Patung seorang perempuan di atas ini terkenal sebagai Black Madonna, Bunda Maria Hitam, yang sedang memangku kanak-kanak Yesus yang tentu saja juga berkulit hitam. 

Patung itu bukanlah patung-patung yang dibangun di zaman modern untuk mempropagandakan Teologi Hitam sebagaimana dihayati banyak orang Kristen kulit hitam di Afrika maupun di Amerika Utara oleh orang-orang Amerika kulit hitam modern. 

Patung-patung Madonna Hitam semacam ini, ada yang dibuat dari kayu dan ada juga yang dari batu, jumlahnya sampai lima atau enam ratusan dan dibuat pra-zaman Barok, pada zaman Abad Pertengahan (abad ke-11 sampai abad ke-15), dan sekarang ini tersebar di banyak gereja, kuil, tempat suci dan museum di banyak kota di Eropa Barat, mula-mula dibuat di Italia pada abad ke-13 atau abad ke-14. 

Mengapa keduanya berkulit hitam? Salah satu penjelasan yang paling masuk akal, sebagaimana dipertahankan banyak peneliti, adalah bahwa Black Madonna menampilkan warna kulit yang sebenarnya dari Bunda Maria dan puteranya, Yesus.



Gambar 4


Perhatikan raut wajah Yesus dari Ethiopia abad ke-17 atau abad ke-18 pada gambar di atas ini. Kulit wajahnya berwarna sawo matang, dengan rambutnya hitam kelam tebal dan sepasang biji matanya berwarna hitam. Wajah Yesus Ethiopia abad ke-17 ini sama sekali tidak mirip dengan wajah bule Yesus Zaman Barok.



Gambar 5


Di atas ini adalah sebuah lukisan wajah Yesus berkulit gelap, berambut hitam tebal kusut dan bermata hitam, dari tahun 1960. Wajahnya hampir serupa dengan wajah Yesus yang dibangun oleh tim BBC di atas. 

Apa kesimpulan yang bisa ditarik? 

Ya, tidak lain, bahwa wajah Yesus berkulit putih, berambut pirang panjang dan bermata biru, Yesus Zaman Barok, bukanlah wajah asli Yesus orang Nazareth. Dan, tentu saja, orang Kristen yang sudah terbiasa berpaling ke Eropa untuk mencari sumber-sumber kekayaan dogmatis dan spiritual mereka akan sangat tidak menyukai sang Yesus yang berkulit gelap sawo matang, berambut hitam pekat, pendek dan agak kusut, serta berbijimata coklat, seperti yang telah berhasil direkonstruksi oleh tim BBC. 

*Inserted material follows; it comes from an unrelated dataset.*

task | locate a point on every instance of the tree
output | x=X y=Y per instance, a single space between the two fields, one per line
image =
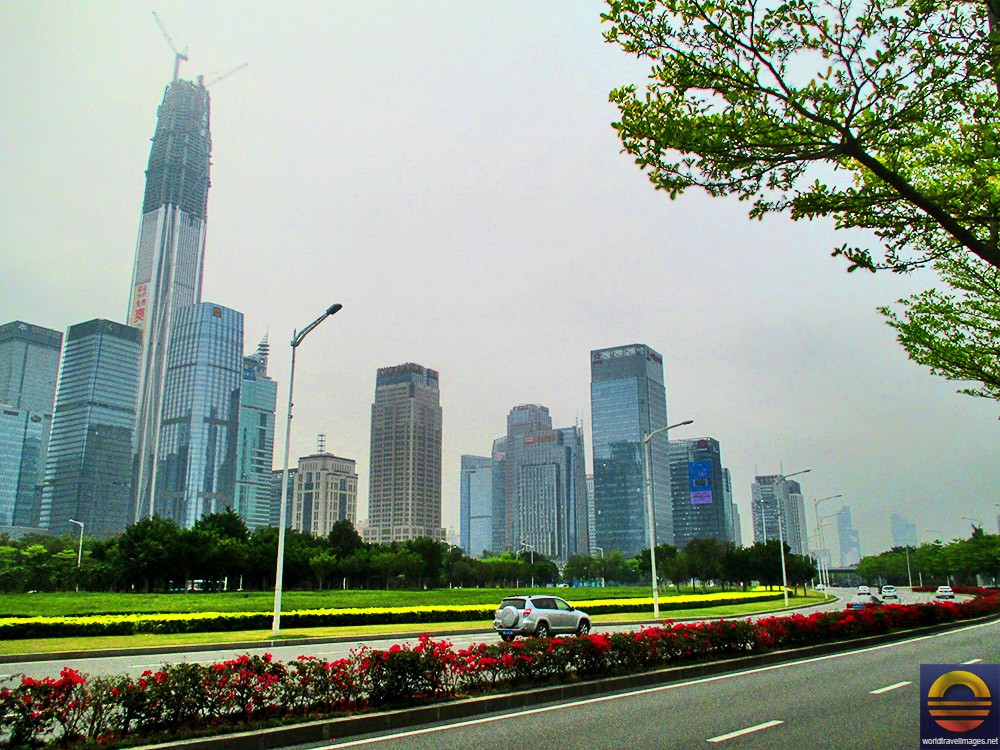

Bagi orang-orang Kristen ortodoks Eropa, termasuk orang-orang Kristen ortodoks Indonesia, Yesus dari tim BBC ini sungguh tidak membahagiakan, sungguh suatu ajaran yang heterodoks dan karenanya patut ditolak. 

Yesus heterodoks dari tim BBC ini sangat membuat mereka merasa diserang dan dilukai.
 Persis sama dengan perasaan orang-orang Farisi ketika mereka melihat Yesus orang Nazareth sedang duduk dan makan semeja dengan para pemungut cukai dan orang-orang berdosa, padahal sang rabi informal ini boleh dikata sama pekerjaannya dengan mereka sebagai guru-guru masyarakat. 

Tetapi, orang harus tidak boleh lupa, di dalam heterodoksi terdapat juga kebenaran yang malah sering lebih kentara, ketimbang yang ada di dalam ortodoksi. 

Pujangga yang juga dikenal sebagai penulis dan filsuf kebangsaan Inggris, G. K. Chesterton (1874-1936), berkata, 

“Filsuf modern mengatakan kepadaku berulang-ulang bahwa aku berada di tempat yang benar, namun aku tetap merasa sangat tertekan sekalipun diam-diam aku setuju. Tapi ketika sebelumnya aku mendengar bahwa aku berada di tempat yang salah, malah jiwaku bernyanyi gembira bak seekor burung di musim semi.” 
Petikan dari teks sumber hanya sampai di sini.